Jan 22, 2014

Managing organizational change: keeping the right people in the loop

When organizations make a decision to reorganize or restructure the way they work, it usually starts with strategic organizational goals: Improving flow of information, adapting to a changing marketplace, change in organizational priorities, and so on. Most of the thinking tends to be around organizational units of like teams or departments, and how they connect and relate to one another.

When it comes to the individuals - Organizations tend to put a lot of attention on the top leadership and management level. However, a lot of the energy related to most other employees is directed toward more bureaucratic and mundane tasks like headcount calculations, or who would report to whom in which team. In many cases, companies neglect to invest enough energy (if at all) in the thing that makes everything tick - THE PEOPLE.

M. C. Escher,  Sky & Water I, woodcut,  1938

Ideally, the organization should make the effort to engage every single one of its members, and involve them before, during, and after the process. At the minimum - get their thoughts and feedback at the end of the process so you know where they stand. However, there are not always sufficient resources or time for this. In this these cases, it is important to prioritize who to talk to, and when. Even when you do have resources to involve everyone, the order of engaging the organization's members might matter. Specifically, there are two tiers that leadership and change-drivers should consider and address:

1) The future leaders 
Leadership has usually already identified those individuals who would assume key roles in the future, at both team and organizational levels. Companies usually spend significant resources to find and nurture its future leaders for the near term as well as for medium and longer terms. Organizations make efforts to ensure sure these people are happy and will remain in the company. In times of organizational changes, the importance of communicating the process and status to the future leaders might sometime be overlooked due to the chaos of change.
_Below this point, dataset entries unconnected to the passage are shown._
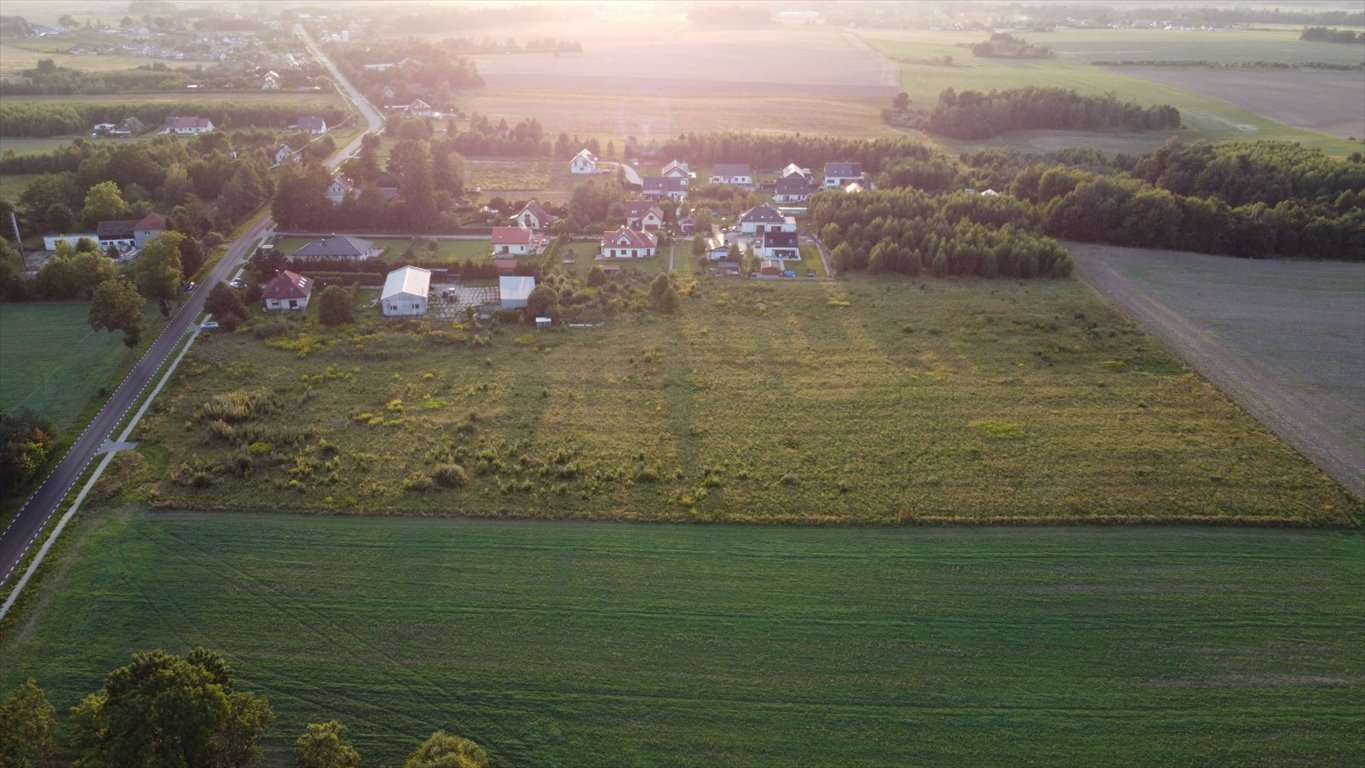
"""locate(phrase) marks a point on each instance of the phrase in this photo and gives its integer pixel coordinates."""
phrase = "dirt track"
(1286, 340)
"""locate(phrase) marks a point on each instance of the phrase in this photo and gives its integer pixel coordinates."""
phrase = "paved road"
(30, 520)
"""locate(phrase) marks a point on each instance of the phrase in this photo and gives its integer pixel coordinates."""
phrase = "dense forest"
(49, 119)
(973, 115)
(961, 233)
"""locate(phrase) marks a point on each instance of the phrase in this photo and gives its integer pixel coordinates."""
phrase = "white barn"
(406, 292)
(515, 291)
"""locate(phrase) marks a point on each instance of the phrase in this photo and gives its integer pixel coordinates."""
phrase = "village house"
(187, 126)
(665, 187)
(288, 292)
(341, 188)
(795, 188)
(513, 291)
(677, 169)
(842, 173)
(339, 247)
(735, 173)
(406, 292)
(643, 216)
(780, 246)
(313, 126)
(765, 218)
(516, 242)
(583, 163)
(627, 243)
(534, 217)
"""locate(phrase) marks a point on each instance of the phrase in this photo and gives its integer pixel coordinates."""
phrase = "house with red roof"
(288, 292)
(627, 243)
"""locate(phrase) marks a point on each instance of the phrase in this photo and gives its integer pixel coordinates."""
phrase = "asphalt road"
(30, 520)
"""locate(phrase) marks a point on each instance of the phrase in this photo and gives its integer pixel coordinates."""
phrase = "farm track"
(1311, 418)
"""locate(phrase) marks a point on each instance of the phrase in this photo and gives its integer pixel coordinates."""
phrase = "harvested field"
(1327, 101)
(1283, 338)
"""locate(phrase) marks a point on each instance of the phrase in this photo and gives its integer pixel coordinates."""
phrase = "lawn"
(609, 644)
(870, 401)
(51, 360)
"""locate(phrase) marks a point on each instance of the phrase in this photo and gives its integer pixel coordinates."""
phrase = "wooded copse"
(60, 119)
(961, 233)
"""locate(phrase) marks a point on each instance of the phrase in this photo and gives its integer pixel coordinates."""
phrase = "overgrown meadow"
(863, 401)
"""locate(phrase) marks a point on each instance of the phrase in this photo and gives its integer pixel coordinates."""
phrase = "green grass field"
(609, 644)
(51, 360)
(872, 401)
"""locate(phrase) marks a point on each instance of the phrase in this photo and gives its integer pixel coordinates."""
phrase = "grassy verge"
(875, 401)
(605, 644)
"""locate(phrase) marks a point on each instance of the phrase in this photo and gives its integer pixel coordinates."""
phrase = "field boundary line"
(94, 476)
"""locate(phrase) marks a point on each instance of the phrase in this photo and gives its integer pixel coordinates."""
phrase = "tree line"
(49, 119)
(973, 115)
(961, 233)
(161, 710)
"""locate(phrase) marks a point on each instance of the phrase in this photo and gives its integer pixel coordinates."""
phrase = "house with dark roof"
(735, 173)
(288, 292)
(795, 188)
(627, 243)
(337, 247)
(665, 187)
(643, 216)
(534, 217)
(765, 218)
(187, 126)
(313, 124)
(780, 246)
(842, 173)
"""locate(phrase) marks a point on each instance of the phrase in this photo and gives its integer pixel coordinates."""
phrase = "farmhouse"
(406, 292)
(341, 188)
(313, 124)
(842, 173)
(765, 218)
(583, 163)
(676, 169)
(516, 242)
(736, 173)
(665, 187)
(795, 188)
(643, 216)
(187, 126)
(627, 243)
(780, 246)
(515, 291)
(534, 217)
(337, 247)
(288, 292)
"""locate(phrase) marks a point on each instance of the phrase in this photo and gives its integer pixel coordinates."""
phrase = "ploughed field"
(608, 644)
(871, 401)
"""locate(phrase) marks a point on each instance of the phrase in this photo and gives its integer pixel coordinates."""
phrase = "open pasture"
(1282, 337)
(608, 644)
(870, 401)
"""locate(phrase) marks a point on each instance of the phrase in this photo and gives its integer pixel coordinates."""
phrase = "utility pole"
(18, 243)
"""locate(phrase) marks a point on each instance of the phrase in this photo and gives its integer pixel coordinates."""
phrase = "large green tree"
(159, 270)
(324, 745)
(118, 306)
(26, 726)
(164, 711)
(447, 750)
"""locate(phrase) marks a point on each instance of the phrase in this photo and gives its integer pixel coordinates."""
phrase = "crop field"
(863, 401)
(51, 360)
(1283, 337)
(923, 77)
(608, 644)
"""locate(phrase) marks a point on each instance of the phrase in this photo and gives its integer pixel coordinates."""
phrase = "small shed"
(515, 291)
(406, 292)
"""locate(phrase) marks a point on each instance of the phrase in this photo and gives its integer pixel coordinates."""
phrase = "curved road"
(33, 516)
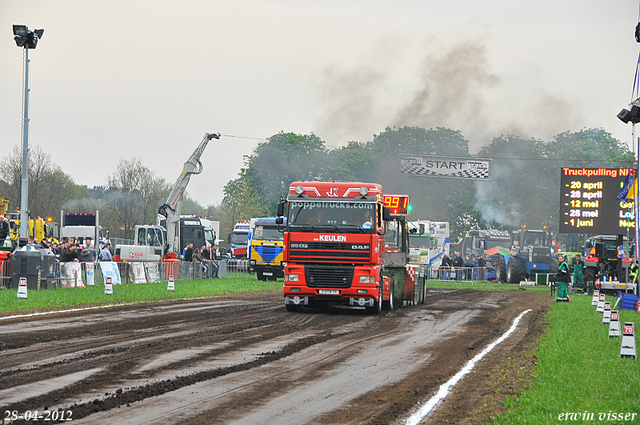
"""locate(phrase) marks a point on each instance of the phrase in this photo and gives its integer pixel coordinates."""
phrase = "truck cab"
(149, 245)
(334, 245)
(266, 248)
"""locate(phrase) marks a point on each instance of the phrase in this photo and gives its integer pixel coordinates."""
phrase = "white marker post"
(606, 316)
(600, 307)
(614, 324)
(628, 342)
(108, 287)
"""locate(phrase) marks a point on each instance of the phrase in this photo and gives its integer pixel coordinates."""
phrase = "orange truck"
(345, 243)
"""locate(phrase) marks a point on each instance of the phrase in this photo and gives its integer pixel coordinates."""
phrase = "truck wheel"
(293, 307)
(377, 304)
(500, 269)
(388, 305)
(589, 275)
(553, 266)
(515, 270)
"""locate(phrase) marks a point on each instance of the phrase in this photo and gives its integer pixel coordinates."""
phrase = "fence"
(460, 274)
(79, 274)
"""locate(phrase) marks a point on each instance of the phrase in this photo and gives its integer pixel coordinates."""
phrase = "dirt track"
(246, 360)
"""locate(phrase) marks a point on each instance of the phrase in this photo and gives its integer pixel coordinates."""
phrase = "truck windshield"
(268, 233)
(420, 241)
(338, 217)
(240, 238)
(210, 236)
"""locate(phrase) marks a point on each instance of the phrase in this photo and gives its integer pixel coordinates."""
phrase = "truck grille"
(328, 276)
(330, 252)
(541, 255)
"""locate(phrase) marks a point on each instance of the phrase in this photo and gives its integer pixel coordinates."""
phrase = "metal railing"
(459, 274)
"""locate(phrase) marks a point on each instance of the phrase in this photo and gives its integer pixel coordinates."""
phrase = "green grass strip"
(63, 298)
(579, 372)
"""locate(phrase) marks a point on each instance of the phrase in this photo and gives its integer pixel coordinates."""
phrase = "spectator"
(445, 267)
(215, 267)
(88, 254)
(70, 254)
(105, 253)
(578, 267)
(481, 266)
(563, 278)
(44, 244)
(188, 252)
(5, 229)
(458, 265)
(198, 260)
(56, 250)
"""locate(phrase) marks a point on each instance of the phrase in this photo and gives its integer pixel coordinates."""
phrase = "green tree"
(285, 158)
(49, 187)
(133, 194)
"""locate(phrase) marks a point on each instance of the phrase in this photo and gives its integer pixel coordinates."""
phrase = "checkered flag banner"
(452, 168)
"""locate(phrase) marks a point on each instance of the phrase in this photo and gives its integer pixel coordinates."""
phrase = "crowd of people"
(205, 257)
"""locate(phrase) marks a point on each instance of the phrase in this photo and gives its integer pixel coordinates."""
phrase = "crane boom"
(172, 206)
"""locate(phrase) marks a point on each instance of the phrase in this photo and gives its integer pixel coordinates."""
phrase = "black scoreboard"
(589, 204)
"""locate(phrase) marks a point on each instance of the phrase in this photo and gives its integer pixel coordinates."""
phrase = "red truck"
(334, 246)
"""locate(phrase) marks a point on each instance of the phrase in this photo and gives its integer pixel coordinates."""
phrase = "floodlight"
(20, 30)
(25, 38)
(632, 114)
Such periods of organizational change could be confusing times for everyone, and key people might not feel secure enough. They might start looking for alternative roles that seem more stable. It is critical to keep lines of communication open and give sufficient attention to those individuals. Especially in times of organizational challenge and instability, companies need to address the tier of future leadership. Make sure they understand what is going on, and why. What the goals of the specific change are. The drivers of change and organizational leaders would be wise to reassure the future leaders. It is good to listen to their thoughts and goals. It is especially important listen and respond to their concerns, before they turn into fears. 

2) The social hubs

Every network of people is characterized by a few central people, not necessarily in terms of their role but in the sense of the way that they are perceived by others. These are the people who are well connected with others within the organization. They are the ones that everyone goes to for advice, or to chat with when there's gossip, because they always know first when things are happening. Office admins could be an example for people who are well networked across the organization, and know what's happening above as well as underneath the surface.
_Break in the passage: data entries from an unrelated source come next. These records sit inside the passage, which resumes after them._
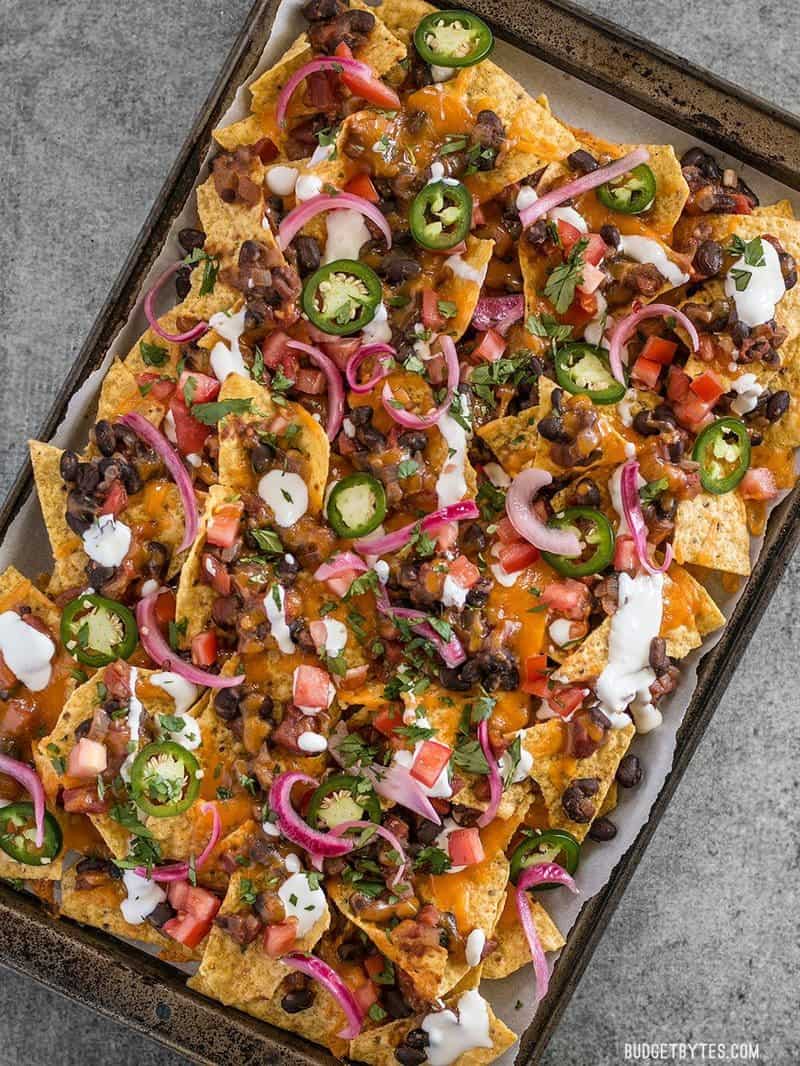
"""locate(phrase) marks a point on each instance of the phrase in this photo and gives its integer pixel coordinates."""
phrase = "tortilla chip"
(512, 951)
(377, 1047)
(553, 774)
(99, 907)
(232, 972)
(712, 531)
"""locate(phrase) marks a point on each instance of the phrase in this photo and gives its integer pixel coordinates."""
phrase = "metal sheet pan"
(122, 982)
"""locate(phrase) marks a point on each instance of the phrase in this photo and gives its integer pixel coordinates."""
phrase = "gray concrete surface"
(96, 98)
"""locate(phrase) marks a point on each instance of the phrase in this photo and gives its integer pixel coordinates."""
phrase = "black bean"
(778, 405)
(582, 161)
(88, 478)
(191, 239)
(68, 465)
(708, 258)
(226, 704)
(603, 829)
(629, 772)
(297, 1000)
(611, 236)
(105, 437)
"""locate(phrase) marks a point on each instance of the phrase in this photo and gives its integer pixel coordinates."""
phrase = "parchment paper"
(576, 103)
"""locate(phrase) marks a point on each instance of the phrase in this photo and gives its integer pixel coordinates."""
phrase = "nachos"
(390, 535)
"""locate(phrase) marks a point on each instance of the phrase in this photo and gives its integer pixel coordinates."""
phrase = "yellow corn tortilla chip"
(712, 531)
(99, 907)
(553, 774)
(235, 468)
(512, 951)
(378, 1046)
(232, 973)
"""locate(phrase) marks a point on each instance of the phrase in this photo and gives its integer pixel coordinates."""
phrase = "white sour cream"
(476, 943)
(286, 494)
(302, 902)
(281, 180)
(748, 390)
(107, 540)
(451, 1035)
(642, 249)
(756, 302)
(27, 651)
(144, 895)
(627, 676)
(274, 604)
(465, 271)
(347, 232)
(182, 692)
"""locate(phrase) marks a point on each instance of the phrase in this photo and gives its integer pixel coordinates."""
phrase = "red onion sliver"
(338, 564)
(31, 782)
(625, 328)
(335, 389)
(393, 542)
(518, 500)
(292, 826)
(540, 207)
(632, 509)
(380, 830)
(498, 312)
(412, 421)
(495, 780)
(382, 366)
(322, 63)
(160, 652)
(395, 782)
(340, 202)
(330, 980)
(179, 871)
(174, 464)
(543, 873)
(149, 311)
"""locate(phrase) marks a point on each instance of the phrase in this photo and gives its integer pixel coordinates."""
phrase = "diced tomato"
(362, 186)
(430, 761)
(568, 597)
(214, 572)
(506, 531)
(645, 372)
(707, 387)
(158, 388)
(463, 572)
(224, 526)
(569, 235)
(88, 759)
(115, 501)
(677, 384)
(204, 388)
(595, 251)
(490, 346)
(593, 278)
(658, 350)
(432, 319)
(280, 938)
(165, 608)
(310, 687)
(758, 483)
(387, 720)
(84, 801)
(204, 648)
(310, 382)
(190, 434)
(515, 556)
(465, 848)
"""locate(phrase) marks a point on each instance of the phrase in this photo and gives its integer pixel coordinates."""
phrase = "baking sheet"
(579, 105)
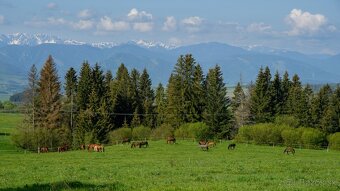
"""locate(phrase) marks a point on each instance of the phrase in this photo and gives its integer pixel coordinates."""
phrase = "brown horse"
(143, 144)
(289, 149)
(126, 140)
(171, 140)
(98, 148)
(44, 149)
(135, 144)
(231, 146)
(211, 143)
(204, 147)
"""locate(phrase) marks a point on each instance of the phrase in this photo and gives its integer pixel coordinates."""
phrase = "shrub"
(312, 138)
(292, 136)
(165, 130)
(334, 141)
(119, 134)
(287, 120)
(141, 132)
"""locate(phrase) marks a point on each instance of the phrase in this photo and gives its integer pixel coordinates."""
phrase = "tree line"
(96, 102)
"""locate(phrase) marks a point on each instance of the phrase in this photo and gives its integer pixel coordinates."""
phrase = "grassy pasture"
(182, 166)
(172, 167)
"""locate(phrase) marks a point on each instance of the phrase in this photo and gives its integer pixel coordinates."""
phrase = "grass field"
(182, 166)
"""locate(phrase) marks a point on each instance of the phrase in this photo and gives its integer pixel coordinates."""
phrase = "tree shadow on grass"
(64, 185)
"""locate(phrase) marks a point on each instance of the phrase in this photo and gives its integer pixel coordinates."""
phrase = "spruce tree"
(217, 115)
(49, 103)
(160, 101)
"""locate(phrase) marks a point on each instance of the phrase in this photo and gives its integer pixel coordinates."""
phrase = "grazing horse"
(289, 149)
(126, 140)
(171, 140)
(204, 147)
(135, 144)
(211, 143)
(44, 149)
(231, 146)
(143, 144)
(63, 148)
(82, 147)
(98, 148)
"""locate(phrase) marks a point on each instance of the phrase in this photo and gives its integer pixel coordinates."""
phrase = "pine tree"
(261, 98)
(286, 83)
(49, 104)
(147, 98)
(276, 95)
(217, 115)
(160, 101)
(319, 106)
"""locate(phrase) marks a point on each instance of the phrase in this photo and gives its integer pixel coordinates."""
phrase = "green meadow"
(182, 166)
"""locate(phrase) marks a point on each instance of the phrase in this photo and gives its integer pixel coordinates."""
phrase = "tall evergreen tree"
(261, 98)
(49, 104)
(160, 101)
(147, 98)
(217, 115)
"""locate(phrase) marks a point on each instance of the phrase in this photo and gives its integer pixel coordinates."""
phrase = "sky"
(307, 26)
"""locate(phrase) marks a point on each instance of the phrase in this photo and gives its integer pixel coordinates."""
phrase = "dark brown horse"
(44, 149)
(231, 146)
(170, 140)
(289, 149)
(126, 140)
(143, 144)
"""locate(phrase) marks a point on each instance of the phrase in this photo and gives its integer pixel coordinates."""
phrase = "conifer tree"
(261, 97)
(147, 98)
(160, 101)
(49, 102)
(217, 115)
These central people are crucial in situations of change, as they basically control the tone of information that flows informally within the organization. It could be wise to identify those social hubs, and popular/vocal members of the organization, and bring those central people on board. It could even be as simple as communicating the current process and the rationale behind it to them. Making them involved partners could help spread the right message across the organization. Even when the plan is to talk with every employee in person, this process takes time. Starting with those central employees could help spread the positive change throughout the organization until the individual conversations are complete. 

Planning the communication messaging as well as the order in which to communicate organizational changes is an important component of the change management strategy. This grows in importance for larger organizations or more radical changes. It is especially important for change processes that cannot be accomplished swiftly but stretch over a period of time - like the merging of business units or acquisition related integrations. 

Formal channels and hierarchies of communications are not enough - we also have to consider the informal and interpersonal channels of communication that might affect the organization just as much as the formal channels, if not more. Successful implementation of the internal communication strategy can help mitigate risks, reduce fears and resistance, and increase confidence in the organization and its leaders.